The reality is that poverty doesn’t exist in a vacuum, and neither do any of us. As much as we want to think that poverty is an issue for individuals and defined by what they lack, we all play a part in establishing a society and an economy that can exploit the poor. By neglecting systems of exploitation, we tacitly approve of it, and approve of poverty and everything people in poverty lack.

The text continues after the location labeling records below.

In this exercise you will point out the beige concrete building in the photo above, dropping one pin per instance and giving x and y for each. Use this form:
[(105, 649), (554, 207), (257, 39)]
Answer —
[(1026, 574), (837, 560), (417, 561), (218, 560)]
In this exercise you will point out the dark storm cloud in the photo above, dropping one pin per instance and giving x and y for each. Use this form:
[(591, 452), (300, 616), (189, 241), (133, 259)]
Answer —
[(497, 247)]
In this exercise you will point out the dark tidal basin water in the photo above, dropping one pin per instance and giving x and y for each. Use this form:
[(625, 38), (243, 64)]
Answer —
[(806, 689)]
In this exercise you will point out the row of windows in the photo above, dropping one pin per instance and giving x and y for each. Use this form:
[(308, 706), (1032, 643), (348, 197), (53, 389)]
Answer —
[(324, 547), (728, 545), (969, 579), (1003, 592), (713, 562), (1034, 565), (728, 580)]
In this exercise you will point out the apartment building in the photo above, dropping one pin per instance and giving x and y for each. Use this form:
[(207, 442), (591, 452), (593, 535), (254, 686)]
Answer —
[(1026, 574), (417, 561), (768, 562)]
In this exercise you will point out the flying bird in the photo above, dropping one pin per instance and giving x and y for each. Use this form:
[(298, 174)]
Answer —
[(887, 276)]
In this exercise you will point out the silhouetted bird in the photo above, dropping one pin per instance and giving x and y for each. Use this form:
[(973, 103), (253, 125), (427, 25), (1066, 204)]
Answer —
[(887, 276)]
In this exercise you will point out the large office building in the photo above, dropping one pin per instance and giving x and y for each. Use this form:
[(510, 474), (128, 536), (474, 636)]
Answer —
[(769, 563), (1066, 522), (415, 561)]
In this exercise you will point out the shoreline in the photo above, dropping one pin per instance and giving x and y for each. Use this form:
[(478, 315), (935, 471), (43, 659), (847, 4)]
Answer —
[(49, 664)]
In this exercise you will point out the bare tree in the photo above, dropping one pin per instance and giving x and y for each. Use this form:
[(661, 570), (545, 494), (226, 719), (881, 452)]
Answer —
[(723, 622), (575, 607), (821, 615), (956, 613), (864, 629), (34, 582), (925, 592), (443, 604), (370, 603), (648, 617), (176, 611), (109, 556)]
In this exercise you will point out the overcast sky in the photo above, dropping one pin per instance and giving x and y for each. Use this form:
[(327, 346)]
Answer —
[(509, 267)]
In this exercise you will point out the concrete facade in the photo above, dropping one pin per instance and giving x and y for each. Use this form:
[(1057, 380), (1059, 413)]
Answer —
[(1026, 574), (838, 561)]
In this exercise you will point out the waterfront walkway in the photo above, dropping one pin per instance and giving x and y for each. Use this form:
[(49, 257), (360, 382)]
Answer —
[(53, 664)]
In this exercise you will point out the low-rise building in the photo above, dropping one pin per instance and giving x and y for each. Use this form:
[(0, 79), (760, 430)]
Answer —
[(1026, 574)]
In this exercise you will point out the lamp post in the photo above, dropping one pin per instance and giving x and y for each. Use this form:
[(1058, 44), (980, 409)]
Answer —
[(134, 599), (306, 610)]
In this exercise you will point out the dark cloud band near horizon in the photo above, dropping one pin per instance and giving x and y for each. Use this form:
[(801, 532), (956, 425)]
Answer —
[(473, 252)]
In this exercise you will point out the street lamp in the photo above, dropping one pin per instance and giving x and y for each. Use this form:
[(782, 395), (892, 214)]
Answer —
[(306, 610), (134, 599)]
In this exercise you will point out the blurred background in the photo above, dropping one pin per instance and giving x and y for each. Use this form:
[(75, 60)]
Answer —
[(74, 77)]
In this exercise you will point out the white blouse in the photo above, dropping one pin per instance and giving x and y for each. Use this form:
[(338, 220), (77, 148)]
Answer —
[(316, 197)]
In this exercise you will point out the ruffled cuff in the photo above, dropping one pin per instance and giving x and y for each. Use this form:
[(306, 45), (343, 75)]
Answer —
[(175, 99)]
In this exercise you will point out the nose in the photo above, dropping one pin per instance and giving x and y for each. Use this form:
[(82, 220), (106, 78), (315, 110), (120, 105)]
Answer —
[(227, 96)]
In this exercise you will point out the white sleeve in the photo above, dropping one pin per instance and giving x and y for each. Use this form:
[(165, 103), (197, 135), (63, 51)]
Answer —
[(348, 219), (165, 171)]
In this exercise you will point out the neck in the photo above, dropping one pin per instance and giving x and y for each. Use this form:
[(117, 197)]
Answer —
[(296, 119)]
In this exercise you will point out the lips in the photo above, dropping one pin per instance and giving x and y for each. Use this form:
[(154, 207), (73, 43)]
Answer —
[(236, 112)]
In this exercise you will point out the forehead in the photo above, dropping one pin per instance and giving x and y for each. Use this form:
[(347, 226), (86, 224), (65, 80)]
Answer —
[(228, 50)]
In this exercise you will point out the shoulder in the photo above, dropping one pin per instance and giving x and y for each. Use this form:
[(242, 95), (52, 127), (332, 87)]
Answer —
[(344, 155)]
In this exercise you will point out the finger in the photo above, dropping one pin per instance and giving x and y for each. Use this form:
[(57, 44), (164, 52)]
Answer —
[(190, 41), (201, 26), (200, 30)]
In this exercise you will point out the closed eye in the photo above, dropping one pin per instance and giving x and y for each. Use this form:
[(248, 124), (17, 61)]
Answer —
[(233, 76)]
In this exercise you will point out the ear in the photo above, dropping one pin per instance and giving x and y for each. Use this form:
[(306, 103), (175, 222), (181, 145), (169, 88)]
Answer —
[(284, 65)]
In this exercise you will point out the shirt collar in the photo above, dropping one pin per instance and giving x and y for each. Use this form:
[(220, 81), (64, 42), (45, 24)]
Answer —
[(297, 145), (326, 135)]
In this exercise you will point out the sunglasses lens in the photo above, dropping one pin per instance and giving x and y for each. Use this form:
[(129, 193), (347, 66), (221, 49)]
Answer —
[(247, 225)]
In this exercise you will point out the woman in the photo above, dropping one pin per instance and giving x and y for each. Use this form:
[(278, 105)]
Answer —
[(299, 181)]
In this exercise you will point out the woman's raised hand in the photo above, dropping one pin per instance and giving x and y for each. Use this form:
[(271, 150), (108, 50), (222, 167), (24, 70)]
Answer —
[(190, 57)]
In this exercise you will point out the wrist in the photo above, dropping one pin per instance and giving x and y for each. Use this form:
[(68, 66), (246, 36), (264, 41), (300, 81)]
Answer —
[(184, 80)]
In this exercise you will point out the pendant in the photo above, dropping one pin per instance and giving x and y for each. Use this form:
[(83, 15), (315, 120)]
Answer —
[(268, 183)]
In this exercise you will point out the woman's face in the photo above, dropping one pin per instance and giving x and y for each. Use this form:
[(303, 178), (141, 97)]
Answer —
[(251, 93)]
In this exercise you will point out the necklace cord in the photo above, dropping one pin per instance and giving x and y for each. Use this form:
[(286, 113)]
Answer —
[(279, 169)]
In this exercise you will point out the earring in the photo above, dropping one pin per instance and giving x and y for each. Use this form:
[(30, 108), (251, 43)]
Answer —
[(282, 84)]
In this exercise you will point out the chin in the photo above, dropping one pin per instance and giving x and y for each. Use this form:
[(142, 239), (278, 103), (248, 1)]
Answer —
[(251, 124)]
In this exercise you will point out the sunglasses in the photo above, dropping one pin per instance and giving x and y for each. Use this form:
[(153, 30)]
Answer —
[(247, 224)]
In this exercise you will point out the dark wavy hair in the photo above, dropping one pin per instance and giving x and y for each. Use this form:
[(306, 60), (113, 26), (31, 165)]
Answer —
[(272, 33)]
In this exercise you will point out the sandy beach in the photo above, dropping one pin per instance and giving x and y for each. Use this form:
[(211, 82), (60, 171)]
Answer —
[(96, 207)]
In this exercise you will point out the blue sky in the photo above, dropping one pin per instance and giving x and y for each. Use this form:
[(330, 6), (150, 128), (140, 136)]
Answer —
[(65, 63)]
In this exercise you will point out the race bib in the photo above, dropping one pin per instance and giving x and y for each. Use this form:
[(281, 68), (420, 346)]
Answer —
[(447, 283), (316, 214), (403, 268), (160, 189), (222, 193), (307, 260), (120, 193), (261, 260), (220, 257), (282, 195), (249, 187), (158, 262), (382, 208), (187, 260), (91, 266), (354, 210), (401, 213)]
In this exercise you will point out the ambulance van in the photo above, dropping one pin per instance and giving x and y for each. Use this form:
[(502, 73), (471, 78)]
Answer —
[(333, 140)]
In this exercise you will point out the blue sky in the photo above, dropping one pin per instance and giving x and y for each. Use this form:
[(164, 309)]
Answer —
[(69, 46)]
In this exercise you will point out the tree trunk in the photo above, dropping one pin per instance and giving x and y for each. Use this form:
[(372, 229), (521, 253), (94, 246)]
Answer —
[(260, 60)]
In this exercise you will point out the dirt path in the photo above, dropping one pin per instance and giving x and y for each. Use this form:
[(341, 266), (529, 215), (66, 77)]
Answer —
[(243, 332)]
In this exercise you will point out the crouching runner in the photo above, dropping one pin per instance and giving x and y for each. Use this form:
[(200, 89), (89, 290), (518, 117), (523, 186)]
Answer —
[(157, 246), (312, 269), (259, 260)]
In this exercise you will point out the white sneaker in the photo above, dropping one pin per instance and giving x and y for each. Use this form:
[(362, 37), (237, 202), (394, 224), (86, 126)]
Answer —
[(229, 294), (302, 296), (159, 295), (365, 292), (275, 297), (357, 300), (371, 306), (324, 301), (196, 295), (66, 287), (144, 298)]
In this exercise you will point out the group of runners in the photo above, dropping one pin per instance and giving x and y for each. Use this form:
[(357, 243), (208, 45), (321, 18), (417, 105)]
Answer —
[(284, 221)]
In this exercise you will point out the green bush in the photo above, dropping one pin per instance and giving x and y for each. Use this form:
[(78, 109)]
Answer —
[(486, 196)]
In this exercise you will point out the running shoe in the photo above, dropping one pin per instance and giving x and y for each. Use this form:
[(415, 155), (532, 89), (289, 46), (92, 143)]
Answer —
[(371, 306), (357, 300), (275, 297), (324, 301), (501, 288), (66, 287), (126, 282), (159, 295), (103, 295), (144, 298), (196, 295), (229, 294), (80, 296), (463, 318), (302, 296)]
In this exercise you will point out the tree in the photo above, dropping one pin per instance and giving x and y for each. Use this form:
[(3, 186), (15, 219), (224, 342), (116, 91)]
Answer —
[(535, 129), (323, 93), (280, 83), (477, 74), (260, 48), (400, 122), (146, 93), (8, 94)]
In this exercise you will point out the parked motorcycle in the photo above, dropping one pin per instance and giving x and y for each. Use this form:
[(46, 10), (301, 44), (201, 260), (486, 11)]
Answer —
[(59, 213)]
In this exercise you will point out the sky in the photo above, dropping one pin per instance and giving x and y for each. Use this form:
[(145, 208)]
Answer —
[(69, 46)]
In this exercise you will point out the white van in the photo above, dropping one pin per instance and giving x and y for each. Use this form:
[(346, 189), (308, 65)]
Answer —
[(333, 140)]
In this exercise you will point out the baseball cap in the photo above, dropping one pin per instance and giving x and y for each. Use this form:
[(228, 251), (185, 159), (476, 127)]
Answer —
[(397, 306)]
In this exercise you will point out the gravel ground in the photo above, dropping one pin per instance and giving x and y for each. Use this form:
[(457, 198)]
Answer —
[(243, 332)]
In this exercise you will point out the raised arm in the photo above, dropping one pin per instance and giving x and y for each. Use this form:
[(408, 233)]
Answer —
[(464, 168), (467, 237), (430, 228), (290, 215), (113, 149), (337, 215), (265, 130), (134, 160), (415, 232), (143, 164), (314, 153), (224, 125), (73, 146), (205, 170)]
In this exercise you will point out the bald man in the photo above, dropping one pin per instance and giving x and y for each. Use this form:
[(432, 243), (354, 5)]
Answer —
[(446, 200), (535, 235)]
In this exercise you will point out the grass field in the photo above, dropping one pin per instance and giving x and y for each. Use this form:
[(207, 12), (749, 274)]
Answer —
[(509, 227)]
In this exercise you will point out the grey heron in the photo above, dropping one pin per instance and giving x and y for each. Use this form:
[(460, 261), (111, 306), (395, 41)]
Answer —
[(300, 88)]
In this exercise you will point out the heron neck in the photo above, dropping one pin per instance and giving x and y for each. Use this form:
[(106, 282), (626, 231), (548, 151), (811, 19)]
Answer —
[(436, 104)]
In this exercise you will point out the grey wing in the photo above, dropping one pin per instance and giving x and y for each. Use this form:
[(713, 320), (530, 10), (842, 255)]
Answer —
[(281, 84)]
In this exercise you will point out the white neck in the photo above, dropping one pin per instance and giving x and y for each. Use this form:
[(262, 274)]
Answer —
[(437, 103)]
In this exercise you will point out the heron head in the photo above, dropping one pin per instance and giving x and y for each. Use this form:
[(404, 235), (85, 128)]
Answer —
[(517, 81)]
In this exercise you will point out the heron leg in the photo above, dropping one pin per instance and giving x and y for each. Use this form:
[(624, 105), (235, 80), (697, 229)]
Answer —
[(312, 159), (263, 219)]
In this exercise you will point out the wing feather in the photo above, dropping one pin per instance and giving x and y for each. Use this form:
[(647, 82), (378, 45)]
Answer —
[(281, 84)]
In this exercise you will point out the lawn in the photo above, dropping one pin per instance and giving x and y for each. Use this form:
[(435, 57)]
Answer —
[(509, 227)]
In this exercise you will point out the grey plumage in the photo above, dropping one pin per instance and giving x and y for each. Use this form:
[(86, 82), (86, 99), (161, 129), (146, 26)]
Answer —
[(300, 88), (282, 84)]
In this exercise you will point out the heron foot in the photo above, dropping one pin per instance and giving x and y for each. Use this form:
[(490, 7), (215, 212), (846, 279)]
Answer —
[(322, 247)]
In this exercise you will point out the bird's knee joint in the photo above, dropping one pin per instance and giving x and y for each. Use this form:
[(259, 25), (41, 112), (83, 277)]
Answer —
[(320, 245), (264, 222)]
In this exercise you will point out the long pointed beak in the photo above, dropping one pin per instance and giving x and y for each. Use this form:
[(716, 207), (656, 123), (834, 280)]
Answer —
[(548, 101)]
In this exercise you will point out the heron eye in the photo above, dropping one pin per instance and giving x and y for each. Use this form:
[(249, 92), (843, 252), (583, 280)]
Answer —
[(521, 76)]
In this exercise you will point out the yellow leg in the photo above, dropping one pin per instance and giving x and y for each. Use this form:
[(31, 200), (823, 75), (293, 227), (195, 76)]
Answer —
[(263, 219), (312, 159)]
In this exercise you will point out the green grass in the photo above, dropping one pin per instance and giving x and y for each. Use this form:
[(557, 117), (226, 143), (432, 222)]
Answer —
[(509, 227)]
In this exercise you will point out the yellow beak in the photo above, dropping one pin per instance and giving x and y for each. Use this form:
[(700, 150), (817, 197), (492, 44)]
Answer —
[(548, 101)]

Addressing poverty will mean addressing systems of exploitation, and finding new mechanisms to help people in poverty obtain what they need without being exploited.

7 thoughts on “Exploitation & Poverty

  1. What is the solution…? Are you alluding to the idea that the government builds houses for everyone (whose exploited)? (obviously a very expensive solution) Are you okay with the government confiscating people’s rental properties to give to the poor? Once you start doing stuff like that… you go down a very slippery slope of destroying people lives who are successful. Where’s the incentive to work hard and be successful if the government is just going to take it all away from you to give to someone else. You know what happens… the whole system comes crashing down. There’s no longer an incentive to work hard.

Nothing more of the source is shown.